Unfortunately, embedded designers have few tools to help
them evaluate the performance of alternative configurations.
The most useful tool is the SPEC
JVM98 benchmark, developed by System Performance Evaluation
Corporation. The benchmark measures the efficiency of the JVM,
JIT compilers, and operating-system implementations. It also
provides platform-specific measurements, including the
performance of the CPU, cache, memory, and coprocessor
configuration.
But SPEC JVM98 is not geared toward the needs of embedded
systems. It was developed for networked and stand-alone client
computers, and assumes that there is a full implementation of
Java with a complete desktop system environment. To run the
benchmark, for example, the target system needs at least 32
Mbytes of memory and a full graphics display in order to view
the results. Few embedded systems are that resource rich.
The CaffeineMark from Pendragon Software is the benchmark
that is popular in the embedded space. Like the Dhrystone MIPS
benchmark, CaffeineMark is an artificial benchmark that
measures only a few Java features. It excludes such things as
floating-point operations, garbage collection, and multiple
treads, any of which may be important to embedded developers.
Further, there is no standard configuration under which the
benchmark runs. As a result, benchmark results from vendors are
difficult to interpret.
The lack of evaluation tools may not be a problem much
longer for embedded Java. The EDN Embedded Microprocessor Benchmark Consortium
(EEMBC) has begun development of a Java benchmark suite. The
EEMBC benchmarks propose to make a number of system
measurements, including such things as garbage collection time
and determinism, I/O performance, interrupt latency, memory
usage, and system power consumption during the benchmark.
Detailed software execution benchmarks will also be included,
measuring such things as class loader time, class method
execution, number of threads used, time spent in each thread,
and the time to invoke threads.
The consortium plans to have the benchmarks run under a
variety of application environments, including smart cards,
cell phones, palm devices, Internet appliances, and set-top
boxes. Not all benchmarks will run in each environment,
however, because tests appropriate for one application may be
meaningless in another. When run in an unbiased standard system
configuration that the consortium will define, the benchmarks
will allow independent evaluation of CPUs, JVMs, JITs, RTOSs,
and hardware accelerators. All benchmark results will be
certifiable through the EEMBC Certification Labs.

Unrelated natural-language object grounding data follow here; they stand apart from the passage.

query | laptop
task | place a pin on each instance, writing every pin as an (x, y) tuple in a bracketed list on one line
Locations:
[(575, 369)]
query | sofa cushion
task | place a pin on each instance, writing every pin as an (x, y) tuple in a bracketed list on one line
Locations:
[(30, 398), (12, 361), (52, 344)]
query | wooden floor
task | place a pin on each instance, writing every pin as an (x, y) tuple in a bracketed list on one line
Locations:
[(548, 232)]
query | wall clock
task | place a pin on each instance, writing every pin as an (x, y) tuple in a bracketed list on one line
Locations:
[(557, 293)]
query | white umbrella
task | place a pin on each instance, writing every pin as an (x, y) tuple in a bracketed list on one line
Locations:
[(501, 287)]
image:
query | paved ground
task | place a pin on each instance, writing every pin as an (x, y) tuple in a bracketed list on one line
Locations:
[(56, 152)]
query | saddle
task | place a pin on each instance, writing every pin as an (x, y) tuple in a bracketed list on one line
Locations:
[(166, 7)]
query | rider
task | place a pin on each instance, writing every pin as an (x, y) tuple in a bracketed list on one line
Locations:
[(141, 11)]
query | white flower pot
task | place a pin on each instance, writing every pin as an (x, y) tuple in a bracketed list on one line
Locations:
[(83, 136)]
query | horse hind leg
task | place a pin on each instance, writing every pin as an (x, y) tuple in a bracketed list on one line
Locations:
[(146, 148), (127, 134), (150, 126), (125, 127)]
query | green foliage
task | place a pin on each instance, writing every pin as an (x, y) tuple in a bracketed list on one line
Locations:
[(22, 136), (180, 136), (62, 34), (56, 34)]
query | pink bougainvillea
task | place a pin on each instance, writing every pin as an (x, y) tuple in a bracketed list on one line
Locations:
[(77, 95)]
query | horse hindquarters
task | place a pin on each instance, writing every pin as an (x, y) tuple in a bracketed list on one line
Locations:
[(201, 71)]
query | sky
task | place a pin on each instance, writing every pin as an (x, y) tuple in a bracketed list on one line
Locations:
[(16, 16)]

Because application software also has an impact on Java
performance, the consortium will structure the benchmarks to
reflect the needs of several common application types.
Browsers, games, notepad editing, and graphics-intensive
applets will form part of the benchmark mix.
When these tools are ready, they will provide a means of
making comparisons in light of the intended application.
Developers will have a much easier time choosing among embedded
Java's many alternatives and ensuring that the final system
performance will meet the target. Then, Java can take a lead
role in future embedded system development.